Zoey Geladaris Demand Generation Manager at useberry

A Comprehensive Guide to Preference Testing

3 min read

What is Preference Testing

Preference Testing is a process where researchers present users with 2-3 variations of a design or copy and analyze which one they choose and why.

It is a way to get proof of concept before you actually spend your money creating something that users may or may not like. Writing copy for a marketing campaign always has us wondering if we are picking the right words, phrases, tone – you name it – for our audience. No reason to leave it to luck – that’s what preference testing is for!

How it works

First things first, identify your goals. Are you aiming only to see which variation most users will pick? Or, are you planning on getting to the bottom of why they chose a specific variation? Make sure to make it clear to the people you test from the start, so they can put more thought into their decision.

Then, you are gonna need your designs (no more than 3!). If it is designs you are testing, they do not need to be live to test it. That’s the beauty of preference testing! Unlike A/B testing, where:

  • your product needs to be live
  • you can test only very small changes

in Preference Testing:

  • you can have just the wireframe
  • your versions can be drastically different

Setting up your test, you’ll want to follow it up with questions. That’s how you’ll gather all that sweet, qualitative data that will help you get into the users’ minds.

Your questions can be:

  • open-ended, asking the participant to write a short text on why they chose what they chose or even describe what they like about it.
  • multiple-choice, for example, providing different adjectives for the participant to choose which associates to the design/copy.
  • opinion or Likert scale, asking the participants to rate aspects of what they chose.

You can also mix and match. Two open-ended and one multiple-choice, one open-ended, one multiple-choice and a Likert, or any combination really that works for you.

Now you are ready to send out your test. But how do you choose your participants? That can be a long discussion. It is important that the people you choose are as close to your target audience as possible.

Try to avoid people that would be biased, like your bosses or your colleagues. For statistical significance, aim to have at least 20, or even better 40. The phrase “the more the merrier” does apply here for better quantitative insights.

When is the best time for Preference Testing?

As early as possible. When you are still in that light bulb over the head moment, and you want to see what your (potential) users think of it. It is a way to get proof of concept before you throw your hard-earned money at designers and developers and say Go!

Alternatively, you could be thinking of a redesign. Your website/app/etc. works well so far, but it may be time to modernize things around here. Or even, compare it to your competitors and see what you are doing great, and where you could work a bit more.

Preference Testing in Marketing

Preference testing allows marketers to create more effective marketing campaigns that will be more successful for their company and avoid spending money creating something that won’t be well received by users.

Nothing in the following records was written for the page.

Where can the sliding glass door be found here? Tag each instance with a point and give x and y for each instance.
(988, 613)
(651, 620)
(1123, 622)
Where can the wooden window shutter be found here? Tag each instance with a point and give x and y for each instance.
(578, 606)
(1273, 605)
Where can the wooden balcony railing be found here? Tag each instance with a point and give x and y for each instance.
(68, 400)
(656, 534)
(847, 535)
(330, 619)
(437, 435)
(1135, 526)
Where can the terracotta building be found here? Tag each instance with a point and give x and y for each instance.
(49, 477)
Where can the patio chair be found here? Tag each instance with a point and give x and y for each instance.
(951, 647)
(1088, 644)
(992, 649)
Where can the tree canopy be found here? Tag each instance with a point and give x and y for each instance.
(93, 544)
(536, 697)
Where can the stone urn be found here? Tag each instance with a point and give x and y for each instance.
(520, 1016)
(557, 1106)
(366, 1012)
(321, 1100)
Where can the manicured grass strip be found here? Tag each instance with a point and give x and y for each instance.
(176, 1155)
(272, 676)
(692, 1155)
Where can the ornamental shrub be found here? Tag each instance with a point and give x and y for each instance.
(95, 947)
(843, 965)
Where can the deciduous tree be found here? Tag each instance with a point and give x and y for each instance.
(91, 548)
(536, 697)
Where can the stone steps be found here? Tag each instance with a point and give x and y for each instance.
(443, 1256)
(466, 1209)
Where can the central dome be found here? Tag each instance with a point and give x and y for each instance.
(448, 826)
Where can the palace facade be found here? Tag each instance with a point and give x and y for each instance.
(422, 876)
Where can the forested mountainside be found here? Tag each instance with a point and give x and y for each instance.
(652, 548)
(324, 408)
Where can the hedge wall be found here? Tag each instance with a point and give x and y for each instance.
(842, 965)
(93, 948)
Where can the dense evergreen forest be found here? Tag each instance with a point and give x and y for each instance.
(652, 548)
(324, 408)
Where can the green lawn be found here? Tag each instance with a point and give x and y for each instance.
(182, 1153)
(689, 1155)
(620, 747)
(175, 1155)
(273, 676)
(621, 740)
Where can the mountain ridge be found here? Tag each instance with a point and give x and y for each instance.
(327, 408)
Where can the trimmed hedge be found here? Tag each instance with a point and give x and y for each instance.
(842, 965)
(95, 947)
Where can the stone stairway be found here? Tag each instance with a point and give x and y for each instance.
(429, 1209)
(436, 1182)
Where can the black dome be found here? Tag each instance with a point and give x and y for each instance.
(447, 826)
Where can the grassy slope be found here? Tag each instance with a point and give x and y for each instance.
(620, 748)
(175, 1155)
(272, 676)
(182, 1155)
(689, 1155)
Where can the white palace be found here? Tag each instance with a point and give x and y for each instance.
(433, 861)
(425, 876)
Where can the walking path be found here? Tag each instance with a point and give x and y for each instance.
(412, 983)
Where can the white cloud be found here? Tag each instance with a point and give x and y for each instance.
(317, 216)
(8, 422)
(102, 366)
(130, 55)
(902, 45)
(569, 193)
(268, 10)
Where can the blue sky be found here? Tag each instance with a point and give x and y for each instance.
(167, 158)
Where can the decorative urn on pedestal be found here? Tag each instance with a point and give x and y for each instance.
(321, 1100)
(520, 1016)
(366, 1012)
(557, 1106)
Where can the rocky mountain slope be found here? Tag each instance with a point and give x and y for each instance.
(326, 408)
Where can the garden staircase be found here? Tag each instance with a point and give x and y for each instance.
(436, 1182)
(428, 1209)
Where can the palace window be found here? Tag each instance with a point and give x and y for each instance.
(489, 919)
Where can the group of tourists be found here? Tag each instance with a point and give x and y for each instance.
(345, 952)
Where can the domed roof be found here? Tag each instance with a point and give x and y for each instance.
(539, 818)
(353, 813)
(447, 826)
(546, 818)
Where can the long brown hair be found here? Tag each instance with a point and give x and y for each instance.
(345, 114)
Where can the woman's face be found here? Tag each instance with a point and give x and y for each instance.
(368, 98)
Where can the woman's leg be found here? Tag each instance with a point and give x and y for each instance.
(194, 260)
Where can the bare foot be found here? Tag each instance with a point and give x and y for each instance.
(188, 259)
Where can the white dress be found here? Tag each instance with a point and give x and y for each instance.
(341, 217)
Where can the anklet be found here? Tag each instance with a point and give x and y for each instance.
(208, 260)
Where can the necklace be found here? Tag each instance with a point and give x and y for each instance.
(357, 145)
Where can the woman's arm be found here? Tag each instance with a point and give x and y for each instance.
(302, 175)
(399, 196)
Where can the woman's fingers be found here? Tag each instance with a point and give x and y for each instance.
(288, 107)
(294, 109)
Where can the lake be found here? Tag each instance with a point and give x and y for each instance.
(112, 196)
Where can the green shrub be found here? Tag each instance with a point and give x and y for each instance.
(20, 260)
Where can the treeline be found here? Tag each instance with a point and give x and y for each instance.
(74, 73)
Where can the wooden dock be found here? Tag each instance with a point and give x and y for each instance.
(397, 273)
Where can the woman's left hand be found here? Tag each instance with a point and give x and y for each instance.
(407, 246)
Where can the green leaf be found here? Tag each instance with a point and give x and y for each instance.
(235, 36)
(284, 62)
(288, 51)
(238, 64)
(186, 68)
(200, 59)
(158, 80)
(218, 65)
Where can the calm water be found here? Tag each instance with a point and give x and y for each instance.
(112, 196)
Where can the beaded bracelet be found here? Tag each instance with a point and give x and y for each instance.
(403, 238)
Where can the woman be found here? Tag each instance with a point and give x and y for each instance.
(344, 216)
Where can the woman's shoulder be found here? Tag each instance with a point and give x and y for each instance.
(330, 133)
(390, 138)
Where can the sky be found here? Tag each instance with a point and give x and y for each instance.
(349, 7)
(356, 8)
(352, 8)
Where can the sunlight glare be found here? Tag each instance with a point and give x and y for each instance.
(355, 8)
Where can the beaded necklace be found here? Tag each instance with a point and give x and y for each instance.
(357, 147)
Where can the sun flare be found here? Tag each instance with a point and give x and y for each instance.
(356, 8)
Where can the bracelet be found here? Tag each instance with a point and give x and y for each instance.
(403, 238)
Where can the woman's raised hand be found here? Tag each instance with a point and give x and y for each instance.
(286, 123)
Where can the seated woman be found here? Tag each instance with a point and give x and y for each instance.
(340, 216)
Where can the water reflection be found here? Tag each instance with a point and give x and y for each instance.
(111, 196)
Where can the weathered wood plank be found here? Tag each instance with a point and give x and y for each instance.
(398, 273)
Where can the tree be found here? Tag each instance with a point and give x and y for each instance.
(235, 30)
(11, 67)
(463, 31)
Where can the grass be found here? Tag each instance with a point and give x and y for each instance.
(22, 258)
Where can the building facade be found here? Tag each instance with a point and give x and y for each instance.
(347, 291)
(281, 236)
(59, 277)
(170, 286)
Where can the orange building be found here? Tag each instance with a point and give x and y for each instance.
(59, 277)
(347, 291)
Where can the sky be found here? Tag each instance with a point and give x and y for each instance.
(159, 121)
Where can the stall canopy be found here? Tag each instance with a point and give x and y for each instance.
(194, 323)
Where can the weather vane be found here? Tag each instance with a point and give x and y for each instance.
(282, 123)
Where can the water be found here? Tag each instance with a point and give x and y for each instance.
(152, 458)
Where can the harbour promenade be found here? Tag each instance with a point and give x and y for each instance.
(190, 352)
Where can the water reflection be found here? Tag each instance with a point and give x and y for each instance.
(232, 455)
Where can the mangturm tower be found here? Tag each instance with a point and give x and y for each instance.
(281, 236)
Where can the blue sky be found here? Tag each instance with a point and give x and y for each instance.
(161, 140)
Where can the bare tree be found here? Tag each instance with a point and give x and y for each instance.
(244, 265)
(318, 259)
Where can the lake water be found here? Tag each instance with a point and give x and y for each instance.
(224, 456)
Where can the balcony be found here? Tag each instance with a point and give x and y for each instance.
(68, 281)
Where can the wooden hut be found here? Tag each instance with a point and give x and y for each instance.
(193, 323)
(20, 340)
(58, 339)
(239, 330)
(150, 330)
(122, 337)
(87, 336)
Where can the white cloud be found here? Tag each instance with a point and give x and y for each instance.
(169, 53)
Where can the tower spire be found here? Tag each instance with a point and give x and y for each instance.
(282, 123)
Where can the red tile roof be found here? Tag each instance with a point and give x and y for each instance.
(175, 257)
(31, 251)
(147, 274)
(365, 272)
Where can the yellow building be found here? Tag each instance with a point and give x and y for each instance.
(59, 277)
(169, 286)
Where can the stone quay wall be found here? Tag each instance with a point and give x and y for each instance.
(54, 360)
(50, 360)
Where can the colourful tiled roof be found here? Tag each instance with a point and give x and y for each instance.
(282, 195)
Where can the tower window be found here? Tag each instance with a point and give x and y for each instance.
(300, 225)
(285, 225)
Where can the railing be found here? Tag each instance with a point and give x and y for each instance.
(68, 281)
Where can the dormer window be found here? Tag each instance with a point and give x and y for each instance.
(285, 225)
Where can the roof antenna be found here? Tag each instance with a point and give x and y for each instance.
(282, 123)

Every marketer has done A/B testing. If you are like me, you love seeing the difference small changes make in your numbers. But I always, always, always want more information. I want to test bigger changes. I want to test before things are live. And most importantly, I want to understand why people choose what they do and if my changes actually played a part or if it was dumb luck. That is why I started using Preference Testing.

Maintaining brand consistency across your marketing channels is more than using the same palette and font. It is the tone of voice, the visual style, and sometimes, it can be hard to define for growing companies.

Preference Testing can help you find that sweet spot that makes you, the stockholders, and the users happy, and keep it consistent. You don’t have to keep using the same templates over and over when you can create fresh content and test it for consistency.

Not sure about your copy for that new big campaign you are planning? Test it out with your team. You can not only find out which their favorite version is (numbers don’t lie!) but why as well.

Using Preference Testing to test designs, can also massively improve collaboration between the marketing and design teams and reduce the frustrating back and forth.

Tips & Tricks

  • Use conditional logic in your test to show participants different questions based on the design they choose to get the information you need.
  • You can use Preference tests for almost anything! Pictures, text, videos, music files, color palettes. 
  • To minimize recency bias, have your designs appear in a different order to half the participants.

Limitations of Preference Testing

In closing, it is only fair to discuss the limitations of the Preference test as well. It surely is a great plus that your design does not need to be a live product to test it, but from this stems the issue of the participants not being able to interact with it in any meaningful way.

Thus, you will need to test for usability once you have a prototype. User research is an important part of development (and one that can save you a lot of time and money down the road) and cannot be completed with only one type of testing. 

It is also prudent to keep in mind that we as people are not always good at stating why we like something. We may have made our choice based on a feeling of familiarity or even by chance, and it’s not easy to put into words. Make sure to add specific questions after your testing and maybe even have some multiple-choice ones, to make it easier for your participants to express.